Od czerwca jeszcze częściej polecisz do Kanady i USA. LOT ogłosił właśnie zwiększenie częstotliwości lotów na aż trzech trasach. Przewoźnik postanowił wyjść na przeciw potrzebą klientów. Wszystko to stało się możliwe dzięki zaplanowanym na przyszły rok dostawom nowych dreamlinerów.
Częstsze loty do Ameryki Północnej
Od 1 czerwca 2019 roku LOT zwiększy częstotliwość operacji na trzech trasach. Zmiany dotyczą tras długodystansowych do:
- Toronto – 12 rejsów tygodniowo (obecnie 9)
- Los Angeles – 7 rejsów tygodniowo (obecnie 6)
- Newark – 5 rejsów tygodniowo (obecnie 4)
Te zmiany nie byłyby możliwe gdyby nie oczekiwane dostawy nowych samolotów. W przyszłym roku flota dalekodystansowa ma się wzbogacić o cztery nowe dreamlinery 787-9. Dzisiaj LOT ma w swojej flocie 11 dreamlinerów, z czego osiem w wersji 787-8 (z 252 fotelami dla pasażerów) i trzy 787-9 (294 fotele). Trzy nowe maszyny mają wzmocnić flotę do końca maja 2019 roku. Wszystkie zamówione samoloty mają zwiększyć możliwości przewozowe przewoźnika aż o 40 procent.

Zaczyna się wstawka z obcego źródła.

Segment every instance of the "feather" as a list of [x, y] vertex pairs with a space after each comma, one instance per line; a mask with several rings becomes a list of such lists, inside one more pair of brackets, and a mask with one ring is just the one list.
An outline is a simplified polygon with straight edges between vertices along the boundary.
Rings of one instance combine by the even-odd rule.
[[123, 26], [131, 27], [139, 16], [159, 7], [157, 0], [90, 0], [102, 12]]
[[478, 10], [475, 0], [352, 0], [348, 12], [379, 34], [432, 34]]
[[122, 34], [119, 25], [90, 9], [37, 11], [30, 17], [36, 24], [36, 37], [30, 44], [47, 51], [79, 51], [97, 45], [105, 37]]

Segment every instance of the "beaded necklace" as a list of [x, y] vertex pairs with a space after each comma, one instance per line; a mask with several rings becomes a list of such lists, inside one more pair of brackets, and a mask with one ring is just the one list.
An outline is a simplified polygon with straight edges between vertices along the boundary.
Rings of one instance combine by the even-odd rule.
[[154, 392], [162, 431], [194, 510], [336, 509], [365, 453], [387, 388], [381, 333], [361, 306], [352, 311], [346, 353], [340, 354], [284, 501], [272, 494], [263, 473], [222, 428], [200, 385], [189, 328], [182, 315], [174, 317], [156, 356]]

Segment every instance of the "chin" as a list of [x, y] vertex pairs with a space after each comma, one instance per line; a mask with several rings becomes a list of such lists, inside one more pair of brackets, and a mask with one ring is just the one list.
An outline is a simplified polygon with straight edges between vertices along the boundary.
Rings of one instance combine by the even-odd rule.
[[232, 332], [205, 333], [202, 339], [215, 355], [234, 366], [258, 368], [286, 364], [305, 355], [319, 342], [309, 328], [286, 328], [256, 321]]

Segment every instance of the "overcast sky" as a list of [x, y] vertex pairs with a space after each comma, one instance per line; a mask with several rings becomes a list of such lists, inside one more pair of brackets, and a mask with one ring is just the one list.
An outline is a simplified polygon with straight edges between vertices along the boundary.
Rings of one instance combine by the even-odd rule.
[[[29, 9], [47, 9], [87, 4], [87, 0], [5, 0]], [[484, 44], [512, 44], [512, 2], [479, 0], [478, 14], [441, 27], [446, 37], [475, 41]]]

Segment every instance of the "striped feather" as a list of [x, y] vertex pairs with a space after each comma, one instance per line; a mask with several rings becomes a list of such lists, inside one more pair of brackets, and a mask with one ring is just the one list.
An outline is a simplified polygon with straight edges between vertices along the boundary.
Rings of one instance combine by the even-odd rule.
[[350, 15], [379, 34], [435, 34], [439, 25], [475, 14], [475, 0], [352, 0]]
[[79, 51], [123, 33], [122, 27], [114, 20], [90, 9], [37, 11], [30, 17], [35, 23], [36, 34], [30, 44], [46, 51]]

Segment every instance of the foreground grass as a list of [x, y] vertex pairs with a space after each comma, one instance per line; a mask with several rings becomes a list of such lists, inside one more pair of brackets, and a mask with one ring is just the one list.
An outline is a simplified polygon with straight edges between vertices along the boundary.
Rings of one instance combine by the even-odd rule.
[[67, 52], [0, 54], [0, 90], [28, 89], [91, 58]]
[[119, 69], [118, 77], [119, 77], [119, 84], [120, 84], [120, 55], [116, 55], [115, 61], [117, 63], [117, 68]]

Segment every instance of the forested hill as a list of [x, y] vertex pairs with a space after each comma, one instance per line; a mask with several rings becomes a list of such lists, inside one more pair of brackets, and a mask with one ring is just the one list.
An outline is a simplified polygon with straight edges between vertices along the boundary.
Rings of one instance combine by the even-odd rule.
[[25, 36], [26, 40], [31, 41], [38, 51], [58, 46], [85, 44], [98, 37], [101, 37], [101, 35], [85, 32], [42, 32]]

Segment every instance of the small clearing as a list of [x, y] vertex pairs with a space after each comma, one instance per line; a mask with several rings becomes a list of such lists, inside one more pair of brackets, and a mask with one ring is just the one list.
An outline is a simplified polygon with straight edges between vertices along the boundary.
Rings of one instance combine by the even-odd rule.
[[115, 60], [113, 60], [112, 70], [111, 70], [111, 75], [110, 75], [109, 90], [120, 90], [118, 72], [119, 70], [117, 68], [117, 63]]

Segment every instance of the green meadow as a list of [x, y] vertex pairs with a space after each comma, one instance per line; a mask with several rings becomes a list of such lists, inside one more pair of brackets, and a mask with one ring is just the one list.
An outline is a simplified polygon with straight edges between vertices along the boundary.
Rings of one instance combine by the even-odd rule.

Jak mówi Robert Ludera, dyr. Biura Siatki LOT-u:
Ameryka Północna, czyli Stany Zjednoczone i Kanada, to nasze kluczowe rynki dalekodystansowe. Poprawa oferty pasażerskiej na tych kierunkach wpisuje się w obowiązującą strategię LOT-u na lata 2016-2020, która zakłada rozwój portu przesiadkowego na Lotnisku Chopina w Warszawie.
Lot ma obecnie w swojej siatce 14 długodystansowych połączeń. 9 z nich to rejsy do Ameryki Północnej realizowane z Warszawy, Krakowa, Rzeszowa oraz Budapesztu. Z LOT polecisz również do Tokio, Seulu, Singapuru oraz Pekinu.